Because the collection uses handloom and upcycled textiles, the process also meant working with whatever colours and weaves were available locally. Instead of pushing the materials in a fixed direction, the fabrics helped guide the collection, letting *Milk, Sea, and Soil* develop naturally. Sketches were adjusted along the way as new textures and colours came in, with each piece reflecting the elements it’s inspired by.
Behind the scenes, the approach stayed practical and focused: letting colour lead, paying attention to fabric, and keeping the overall idea clear and consistent. *Milk, Sea, and Soil* becomes a simple, grounded interpretation of Sri Lanka’s landscape, translated into pieces meant to be worn here.
Somya, Cushion
For Somya, Cushion is a collection where concept and craft come together in unexpected ways. The process started with ideas around introspection, grief, and memory, and evolved into designs that carry subtle meaning in form and detail. Some pieces are even designed to fold or shift, turning the garments themselves into questions, a small, interactive layer that invites the audience to look closer.

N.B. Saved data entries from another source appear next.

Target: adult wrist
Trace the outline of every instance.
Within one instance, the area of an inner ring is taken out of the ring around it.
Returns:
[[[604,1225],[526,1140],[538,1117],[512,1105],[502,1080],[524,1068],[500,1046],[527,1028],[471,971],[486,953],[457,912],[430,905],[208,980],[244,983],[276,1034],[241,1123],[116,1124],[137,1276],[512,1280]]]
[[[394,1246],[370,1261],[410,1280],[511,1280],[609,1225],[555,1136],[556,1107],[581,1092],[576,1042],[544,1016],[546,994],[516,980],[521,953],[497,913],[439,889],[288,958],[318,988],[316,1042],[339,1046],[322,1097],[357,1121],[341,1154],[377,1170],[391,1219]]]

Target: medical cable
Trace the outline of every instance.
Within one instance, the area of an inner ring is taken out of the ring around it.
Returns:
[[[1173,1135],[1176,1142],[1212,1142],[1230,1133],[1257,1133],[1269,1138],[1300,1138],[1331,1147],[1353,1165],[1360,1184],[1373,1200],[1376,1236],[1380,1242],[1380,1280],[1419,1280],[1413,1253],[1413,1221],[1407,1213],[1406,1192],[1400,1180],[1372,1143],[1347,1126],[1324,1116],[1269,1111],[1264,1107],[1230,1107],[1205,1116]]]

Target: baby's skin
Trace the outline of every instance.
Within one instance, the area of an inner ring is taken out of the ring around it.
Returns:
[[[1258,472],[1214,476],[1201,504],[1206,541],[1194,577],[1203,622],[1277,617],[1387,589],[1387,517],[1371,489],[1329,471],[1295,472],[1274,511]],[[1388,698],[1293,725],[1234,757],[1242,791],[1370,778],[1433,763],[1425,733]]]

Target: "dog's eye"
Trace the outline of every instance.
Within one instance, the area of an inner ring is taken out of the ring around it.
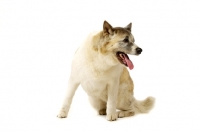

Materials guided much of the work. Himroo textile, revived in partnership with the Aurangabad Himroo Factory, forms the backbone of the collection, alongside handwoven rubies, hand embroidery, and woven wool. Even buttons are handmade, highlighting the care and skill behind every detail. These choices give Cushion texture and depth while remaining wearable and thoughtful.


The collection also reflects collaboration with around 100 artisans from 12 to 13 states in India. Throughout the process, each step - from sketches to finished garments - focused on craft and thoughtful design. Cushion encourages viewers to notice the details and the stories behind the materials, translating personal and cultural memory into wearable pieces.
As the show comes together, Destination Island will move beyond presenting seasonal resort wear. It will demonstrate how Sri Lanka’s tropical identity, design talent, and creative energy can position the island as the ultimate destination for culture, travel and fashion-driven tourism.
Naushad Ali, Between Shores
For Naushad, the starting point of this collection was the shared rhythm between Pondicherry and Sri Lanka, the light, the landscape, and the easy pace of coastal living. As he developed the range, those details naturally shaped the direction. The silhouettes became more open, the fabrics grew lighter, and the palette softened into tones that felt true to both places. The focus moved away from individual pieces and more toward creating an overall feeling of ease.
Handwoven cotton from his artisan clusters guided much of the process. The fabric’s texture and irregular weave dictated how the garments formed, allowing him to respond to the material instead of pushing it in a fixed direction. Modular elements also emerged, pieces that can shift, wrap, or layer depending on how the wearer moves, echoing the adaptability of island life.


He hopes the runway feels calm and unhurried, with clothes that breathe and move naturally. The most meaningful part of creating the collection has been working closely with the weavers again after a difficult season of rain and delays. Watching the colours and fabrics return reminded him why the craft matters and gave the collection its quiet, grounded energy. Beyond the garments themselves, Naushad wanted the collection to convey a story, of patience, collaboration, and subtle beauty, inviting the wearer to slow down, connect with the craft, and find comfort in clothing that feels alive and responsive.